FORT BRAGG, N.C. - At 4 p.m., Nov. 2, traffic was rather heavy on N.C. 87, right outside the entrance to Linden Oaks military housing area. Children from the subdivision have been trying to cross the dangerous six-lane intersection on foot to fast food restaurants and a strip mall. A 15-year-old boy suffered multiple injuries when a car hit him Aug. 21.

This afternoon, two high school students were able to cross safely to the Spout Springs Shopping Center in a low slow electric vehicle, driven by a Soldier. Directorate of Logistics, Transportation Division provided the vehicle at the request of the garrison commander 'to support the safety of the Families,' said Timothy Shea, DOL transportation chief.

The idea came up during a town hall meeting between Linden Oaks residents and Col. Stephen Sicinski, Fort Bragg Garrison commander, Sept. 16. The service has been in effect since September.

Fort Bragg Garrison has offered Linden Oaks housing residents this service until work is completed to make a marked walkway with electronic pedestrian signals, estimated to be completed in May 2011.

A team of three Soldiers drive the LSEV every day from 2 to 8 p.m. "It's pretty much teenagers who use the service," said Spc. Shavonte Adams, 4th Squadron, 73rd Cavalry Regiment. "They like it a lot, especially when I drive though the McDonald's drive through window."

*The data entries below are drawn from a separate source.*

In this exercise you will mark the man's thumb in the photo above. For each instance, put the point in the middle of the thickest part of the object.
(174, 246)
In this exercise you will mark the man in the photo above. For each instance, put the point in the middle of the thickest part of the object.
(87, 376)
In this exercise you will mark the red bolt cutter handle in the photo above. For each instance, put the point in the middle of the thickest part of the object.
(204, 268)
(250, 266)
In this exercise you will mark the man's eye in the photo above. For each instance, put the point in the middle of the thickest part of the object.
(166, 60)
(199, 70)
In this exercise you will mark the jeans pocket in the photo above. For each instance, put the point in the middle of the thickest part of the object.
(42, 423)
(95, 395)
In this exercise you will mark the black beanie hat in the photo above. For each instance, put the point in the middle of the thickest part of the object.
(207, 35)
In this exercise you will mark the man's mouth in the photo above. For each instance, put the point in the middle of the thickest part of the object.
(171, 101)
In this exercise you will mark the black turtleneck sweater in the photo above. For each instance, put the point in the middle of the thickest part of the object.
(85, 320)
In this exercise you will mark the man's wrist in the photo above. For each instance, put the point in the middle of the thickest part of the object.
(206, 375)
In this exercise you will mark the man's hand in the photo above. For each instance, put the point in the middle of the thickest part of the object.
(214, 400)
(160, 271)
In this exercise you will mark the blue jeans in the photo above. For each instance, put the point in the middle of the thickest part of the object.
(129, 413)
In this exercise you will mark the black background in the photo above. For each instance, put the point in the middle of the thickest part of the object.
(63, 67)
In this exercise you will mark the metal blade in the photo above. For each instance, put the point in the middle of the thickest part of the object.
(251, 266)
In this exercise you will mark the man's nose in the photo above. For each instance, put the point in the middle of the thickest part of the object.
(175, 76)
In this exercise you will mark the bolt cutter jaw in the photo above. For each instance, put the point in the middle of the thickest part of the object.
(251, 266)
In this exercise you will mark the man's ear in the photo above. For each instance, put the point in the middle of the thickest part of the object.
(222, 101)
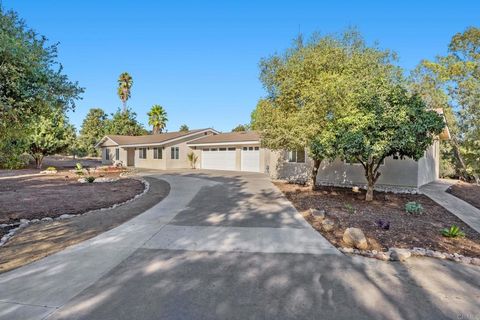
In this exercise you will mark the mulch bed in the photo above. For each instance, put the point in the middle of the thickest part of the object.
(51, 196)
(468, 192)
(349, 209)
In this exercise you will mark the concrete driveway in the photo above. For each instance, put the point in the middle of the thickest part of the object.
(229, 246)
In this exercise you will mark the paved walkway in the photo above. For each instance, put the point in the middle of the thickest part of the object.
(229, 245)
(465, 211)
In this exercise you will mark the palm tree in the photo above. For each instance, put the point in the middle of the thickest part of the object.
(125, 83)
(157, 117)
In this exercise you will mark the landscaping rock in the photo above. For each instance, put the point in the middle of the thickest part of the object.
(466, 260)
(318, 214)
(100, 180)
(397, 254)
(346, 250)
(327, 225)
(439, 255)
(48, 172)
(355, 237)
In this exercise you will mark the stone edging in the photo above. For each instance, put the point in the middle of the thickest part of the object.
(400, 254)
(25, 222)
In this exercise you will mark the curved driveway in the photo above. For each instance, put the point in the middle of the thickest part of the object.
(229, 245)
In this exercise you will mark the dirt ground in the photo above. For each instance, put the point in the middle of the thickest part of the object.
(37, 197)
(349, 209)
(468, 192)
(42, 239)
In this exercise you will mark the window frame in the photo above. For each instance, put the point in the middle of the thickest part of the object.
(174, 153)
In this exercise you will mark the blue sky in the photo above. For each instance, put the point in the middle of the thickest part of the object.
(199, 59)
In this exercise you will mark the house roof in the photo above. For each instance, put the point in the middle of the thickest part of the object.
(122, 140)
(230, 137)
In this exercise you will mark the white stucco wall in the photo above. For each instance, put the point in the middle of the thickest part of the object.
(403, 173)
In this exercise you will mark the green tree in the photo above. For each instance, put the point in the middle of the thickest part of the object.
(92, 130)
(184, 128)
(124, 123)
(241, 128)
(31, 79)
(157, 118)
(52, 134)
(125, 83)
(456, 79)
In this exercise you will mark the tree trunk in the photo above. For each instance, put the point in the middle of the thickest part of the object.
(316, 165)
(38, 161)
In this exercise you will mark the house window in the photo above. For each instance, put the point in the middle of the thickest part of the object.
(157, 153)
(174, 153)
(142, 153)
(296, 156)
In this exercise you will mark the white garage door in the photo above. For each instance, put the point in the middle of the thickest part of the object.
(251, 159)
(218, 158)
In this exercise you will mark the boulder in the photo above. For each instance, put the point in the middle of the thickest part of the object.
(318, 214)
(397, 254)
(354, 237)
(327, 225)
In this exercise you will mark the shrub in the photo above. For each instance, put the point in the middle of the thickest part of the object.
(413, 207)
(453, 232)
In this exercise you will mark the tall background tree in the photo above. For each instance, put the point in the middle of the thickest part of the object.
(125, 83)
(52, 134)
(157, 118)
(32, 83)
(93, 129)
(339, 98)
(452, 82)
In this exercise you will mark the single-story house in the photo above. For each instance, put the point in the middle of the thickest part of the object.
(242, 151)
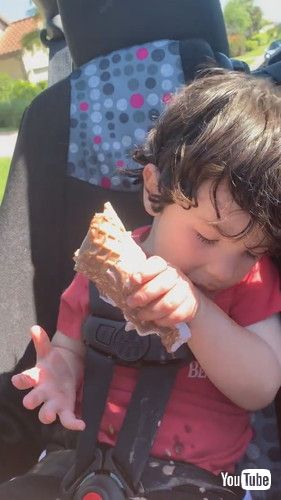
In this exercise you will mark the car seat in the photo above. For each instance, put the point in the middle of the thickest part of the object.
(55, 186)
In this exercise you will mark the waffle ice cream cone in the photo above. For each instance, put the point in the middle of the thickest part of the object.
(109, 256)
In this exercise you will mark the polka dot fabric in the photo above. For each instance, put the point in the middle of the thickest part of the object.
(115, 100)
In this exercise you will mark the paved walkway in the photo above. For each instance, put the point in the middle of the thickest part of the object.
(7, 143)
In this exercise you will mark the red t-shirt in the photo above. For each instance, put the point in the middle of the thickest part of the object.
(200, 425)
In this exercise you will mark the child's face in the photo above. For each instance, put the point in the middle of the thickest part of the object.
(190, 240)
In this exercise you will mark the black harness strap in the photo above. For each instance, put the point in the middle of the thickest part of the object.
(98, 375)
(108, 344)
(143, 418)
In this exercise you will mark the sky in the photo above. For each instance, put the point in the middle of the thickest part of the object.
(16, 9)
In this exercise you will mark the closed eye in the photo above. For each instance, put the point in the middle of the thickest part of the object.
(255, 256)
(204, 240)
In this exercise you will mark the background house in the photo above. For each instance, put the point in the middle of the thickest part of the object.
(16, 60)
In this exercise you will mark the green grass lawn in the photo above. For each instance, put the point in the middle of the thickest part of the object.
(4, 170)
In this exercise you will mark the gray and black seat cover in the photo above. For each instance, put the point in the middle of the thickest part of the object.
(73, 139)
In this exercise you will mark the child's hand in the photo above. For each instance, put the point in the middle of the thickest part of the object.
(165, 295)
(53, 382)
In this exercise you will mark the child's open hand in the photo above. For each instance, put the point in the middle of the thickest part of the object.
(165, 295)
(53, 382)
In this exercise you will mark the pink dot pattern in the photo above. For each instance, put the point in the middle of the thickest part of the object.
(115, 100)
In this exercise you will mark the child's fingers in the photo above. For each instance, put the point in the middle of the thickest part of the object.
(184, 313)
(34, 398)
(41, 341)
(156, 287)
(48, 412)
(151, 267)
(26, 379)
(69, 421)
(165, 305)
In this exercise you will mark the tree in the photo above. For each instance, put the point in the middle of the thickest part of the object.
(242, 17)
(237, 17)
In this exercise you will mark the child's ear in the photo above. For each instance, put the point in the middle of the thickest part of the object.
(150, 185)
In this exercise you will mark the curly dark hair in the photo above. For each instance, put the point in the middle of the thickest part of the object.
(224, 126)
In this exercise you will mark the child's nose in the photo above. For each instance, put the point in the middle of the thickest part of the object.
(223, 270)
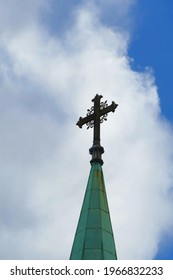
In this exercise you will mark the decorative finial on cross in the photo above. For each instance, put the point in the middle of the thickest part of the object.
(96, 115)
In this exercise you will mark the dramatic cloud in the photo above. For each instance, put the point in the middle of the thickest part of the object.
(46, 82)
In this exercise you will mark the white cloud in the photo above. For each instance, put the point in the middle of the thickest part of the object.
(46, 84)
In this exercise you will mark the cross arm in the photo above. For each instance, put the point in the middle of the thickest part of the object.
(84, 120)
(108, 109)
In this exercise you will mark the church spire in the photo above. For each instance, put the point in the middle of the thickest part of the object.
(94, 238)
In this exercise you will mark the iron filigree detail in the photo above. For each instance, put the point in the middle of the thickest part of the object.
(90, 112)
(103, 105)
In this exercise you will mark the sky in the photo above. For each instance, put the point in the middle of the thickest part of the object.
(54, 57)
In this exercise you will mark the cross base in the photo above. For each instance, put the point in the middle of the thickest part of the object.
(96, 151)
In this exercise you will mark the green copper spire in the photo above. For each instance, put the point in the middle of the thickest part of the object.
(94, 238)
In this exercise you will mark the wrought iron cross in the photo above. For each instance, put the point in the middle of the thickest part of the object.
(96, 115)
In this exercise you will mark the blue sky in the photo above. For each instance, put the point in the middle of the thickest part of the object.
(151, 46)
(54, 57)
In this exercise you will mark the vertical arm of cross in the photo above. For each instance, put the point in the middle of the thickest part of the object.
(96, 136)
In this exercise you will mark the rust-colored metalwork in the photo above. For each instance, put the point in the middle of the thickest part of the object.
(95, 116)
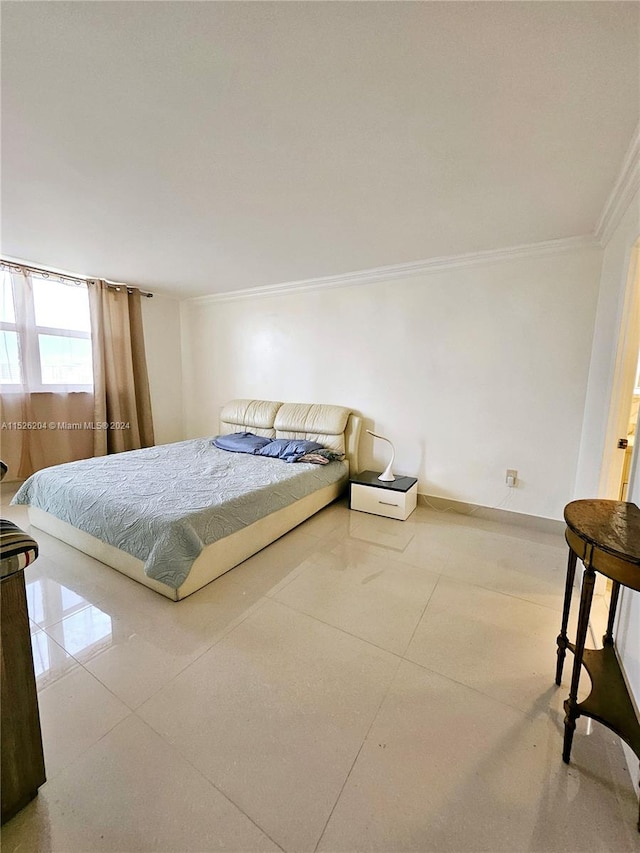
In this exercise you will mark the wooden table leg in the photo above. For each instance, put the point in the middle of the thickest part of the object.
(570, 705)
(615, 592)
(562, 636)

The vehicle, made by Columbia ParCar, has a 17.3-horsepower motor, a range of about 35 miles and eight, 6-volt batteries, which can be charged on a normal 110-volt outlet. Top speed is 25 mph, according to Adams.

Eric Dearborn, 17 and Malachi George, 15, both said they enjoy the convenience of getting a safe ride to the shopping center. "It's a great service the Soldiers are providing us," said Dearborn. Both attend Overhills High School.